Peki, medya ne dedi? Yanıyor, kavruluyor, bunaltıyor 3536! Hayretler içinde kalıyorum. Olumsuz şeyler söylemek için çırpınan bir medya anlayışı var. Yaz aylarının belki de en rahat ve serin temmuzunu yaşadık. Ben İstanbul'un 1 Haziran'larında 31 dereceyi çok hatırlarım. "Bir, otuz bir" uyumundan biliyorum. Ama bu yaz, sera etkisi şu-bu, ama öyle olmadı ve bir güzellik yaşandı. Niçin belirtmiyorsun bunu? Tadı yok çünkü! İlle de bağıracak, vahamet kampanyası çalacak ki, ilginçlik tatminine kavuşsun. Peki güzellikler ilgi çekici olamaz mı? Cumartesi gecesi, hava ağırlaşmıştı. Pazar günü tahminleri 35-36'yı işaretliyordu. Sabahleyin bir kalktım, perdeler uçuşuyor! İlginç değil mi bu? İstanbul püfür püfür... Ne güzel sürpriz, ne güzel bir meteoroloji yanılması. Rutubet de yok... Ama bu güzelliği ifade eden tek cümle yoktu ekranlarda. Pozitiflere alerjileri var sanki! İllaki yapış yapış bir 35-36 derece yaşanacak, herkes bunalacak; o da keyifle denize, dereye atlayanları gösterecek. Öyle alışmış. Ben olsam, "beklendiği gibi olmadı, İstanbul püfür püfür!" görüntüleri hazırlayıp zevkle onları verirdim. Uçuşan perdeleri, "Serin İstanbul"un özel güzellikler kazanan malum yerlerini ve bambaşka bir dirilik kazanan manzaralarını gösterirdim.
 
Daha sonra makalesine “Haber, ilginç haber, her zaman vardır. İlginç haber; felakete, bunalıma, acıya, karanlığa muhtaç değildir” diyerek devam eden
Ancak şunları söylemden de geçemeyeceğiz:
Değerli meslektaşımız, aynı medyanın daha birkaç ay öncesine kadar gölleri, barajlar kuruttuğunu unutmadıysa, nezaketinden hatırlatmıyor…

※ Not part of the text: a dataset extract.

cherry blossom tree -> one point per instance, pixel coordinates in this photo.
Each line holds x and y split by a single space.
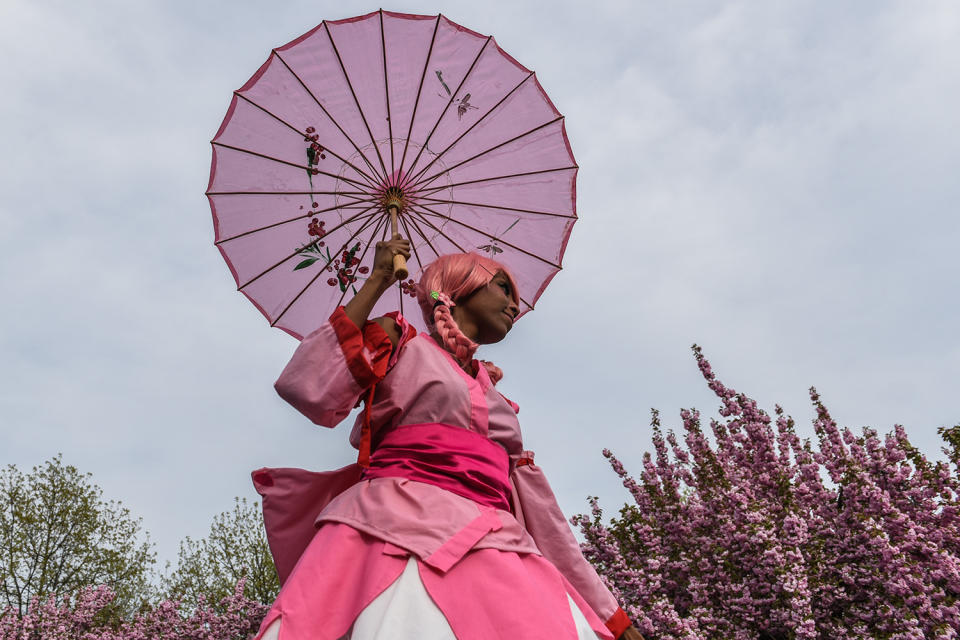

Oysa birkaç ay önceye kadar genel kuraklık yüzünden küresel ısınmayı neredeyse kapımıza kadar getiren medya bu gün sellerden ve fazla yağmurdan şikâyetçi değil mi?
Hâsılı sevgili Selim…
Başka medyalar gibi bizim medyamız da (gerçi Avrupalı refiklerine bakaraktan kabare yazdıklarını bile söyleyebiliriz ama) köpeğin adamı değil, adamın köpeği ısırmasını haber yapma zihniyeti ile çalışıyor…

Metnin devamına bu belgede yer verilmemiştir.